Parish school board votes to end bus contract

Published 12:00 am Friday, May 21, 2010

VIDALIA — In an evenly split decision, the Concordia Parish School Board voted Thursday not to renew its contract with Durham School Services, effectively leaving the district without a plan for bussing students next year.

The school board’s adopted meeting rules dictate that a tied motion fails. The vote was 4-4. Board member Daryl Price was absent.

The motion to renew the contract, first signed in 2005, was made by board member Darlene Baker and seconded by Deanie Roberts. Superintendent Loretta Blankenstein made a recommendation that the board renew the contract.

Email newsletter signup

Some board members have in the past contended that the Durham contract is unfair to the district’s independent contract drivers, who they say are not compensated in a way that is comparable to the Durham bus drivers.

Transportation Supervisor James McGee said contract drivers are compensated at a rate equal to the Durham drivers, but they may have to pay costs the other drivers do not, ultimately hurting their bottom line.

Board Member Fred Butcher said the district has been forced to contract with Durham.

“The last time we advertised the bus routes, we might have had one person to go on and do a route,” he said. “I think we are in a situation where we have to do the bus contracts.”

Board Member Mary Campbell said that was actually a result of the Durham contract.

“They see it advertised, but they aren’t coming by because they aren’t getting what Durham is getting,” Campbell said.

Board member Raymond Riley asked if there was some way to ensure contract drivers were taking home more money, and board member Ricky Raven asked if the Durham contract was the most cost efficient way to go.

When the matter came to a vote, Baker, Butcher, Roberts and President Gary Parnham voted to renew the contract, while Campbell, board member Martha Rabb, Raven and Riley voted against it.

After the vote, Butcher asked the question, “So, where are we now, without bus service?”

The board ultimately decided to revisit the issue at a later date.

McGee said the district has 12 independent contract drivers. Nearly Durham drivers did two-thirds of the district’s bus routes.

“My concern is where I am going to get 22 bus drivers,” he said. “It is going to be a mess.”

In other news, a representative from the group Delta Charter School appeared before the board to ask if the school district was willing to partner with a charter school in the Ferriday area.

The representative, Greg Jackson, said the group was started five years ago, and their goal was to start a vocationally based charter school.

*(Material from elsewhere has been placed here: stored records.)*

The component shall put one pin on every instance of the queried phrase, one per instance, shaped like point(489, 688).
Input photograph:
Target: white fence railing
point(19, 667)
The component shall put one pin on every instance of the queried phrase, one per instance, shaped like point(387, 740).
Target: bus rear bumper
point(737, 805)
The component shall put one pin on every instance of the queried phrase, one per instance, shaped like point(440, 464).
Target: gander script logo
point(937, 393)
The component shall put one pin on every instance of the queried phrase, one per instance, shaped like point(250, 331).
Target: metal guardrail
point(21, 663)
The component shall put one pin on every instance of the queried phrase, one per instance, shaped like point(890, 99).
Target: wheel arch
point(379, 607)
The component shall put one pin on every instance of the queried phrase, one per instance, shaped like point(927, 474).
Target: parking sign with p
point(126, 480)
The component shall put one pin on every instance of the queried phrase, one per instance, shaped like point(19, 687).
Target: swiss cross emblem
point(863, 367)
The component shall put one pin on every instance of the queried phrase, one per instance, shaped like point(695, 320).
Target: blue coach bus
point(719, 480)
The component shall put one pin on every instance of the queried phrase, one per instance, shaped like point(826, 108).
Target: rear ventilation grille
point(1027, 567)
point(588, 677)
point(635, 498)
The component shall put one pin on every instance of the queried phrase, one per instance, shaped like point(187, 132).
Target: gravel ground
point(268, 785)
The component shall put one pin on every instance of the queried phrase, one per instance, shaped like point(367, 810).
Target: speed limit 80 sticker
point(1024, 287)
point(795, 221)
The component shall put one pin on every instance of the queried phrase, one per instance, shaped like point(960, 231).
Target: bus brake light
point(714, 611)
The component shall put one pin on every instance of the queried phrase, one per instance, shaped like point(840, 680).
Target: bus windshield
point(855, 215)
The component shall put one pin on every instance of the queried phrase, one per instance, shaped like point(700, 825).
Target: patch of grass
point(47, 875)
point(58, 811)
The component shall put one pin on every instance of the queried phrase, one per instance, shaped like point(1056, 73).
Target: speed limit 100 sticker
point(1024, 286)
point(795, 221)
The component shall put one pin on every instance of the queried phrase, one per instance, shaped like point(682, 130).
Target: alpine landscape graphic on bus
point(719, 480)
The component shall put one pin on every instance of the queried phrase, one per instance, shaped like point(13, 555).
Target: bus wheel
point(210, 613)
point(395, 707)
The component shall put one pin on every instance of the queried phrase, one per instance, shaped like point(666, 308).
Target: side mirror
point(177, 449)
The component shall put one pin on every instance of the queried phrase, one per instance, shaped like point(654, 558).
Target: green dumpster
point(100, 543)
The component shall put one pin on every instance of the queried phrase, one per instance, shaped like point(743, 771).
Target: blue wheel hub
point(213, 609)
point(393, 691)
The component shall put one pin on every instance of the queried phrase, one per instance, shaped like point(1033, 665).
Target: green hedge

Consultant Linda Bordelon said she has helped develop other charter schools before, and that the educational philosophy was to teach all curriculums through the lens of agriculture math and science technology.

“You are not teaching children to ride tractors,” she said. “You are using agriscience and technology as a delivery system.”

The charter school would allow students to take the tax dollars that were allocated for their education and use them in an alternative system, Jackson said.

Butcher said he saw problems with placing a charter school in Ferriday.

“Whenever you have a dual system, all of the funds, all of the community support, cannot be concentrated across those two systems,” he said.

Jackson said he saw the charter school as an opportunity to level the playing field.

“We have a segregated system in Ferriday at the end of the day, a segregated system in Monterey at end of the day, and the only school that reflects our parish makeup is Vidalia,” he said. “A charter school will allow everyone in the parish who wants to attend the chance to attend. For once, Ferriday will have a desegregated school system.”

The school would have open enrollment, and if more students applied to get in than the school could accommodate, it would use a lottery system to select students, Jackson said.

Jackson said no minorities were represented in the core group looking to start the school, but that will be changed in the future.

“I believe that if we don’t build that team diversely, if we don’t do it the right way, we will get rejected before we get started, or get shut down after we start,” he said.

Raven made a motion for the school board to explore the option of partnering with the group, but no second was made to the motion.

Superintendent Loretta Blankenstein said by law the school district has to get a third party to evaluate the proposed charter school plan, and that the board would revisit the proposal at a later date.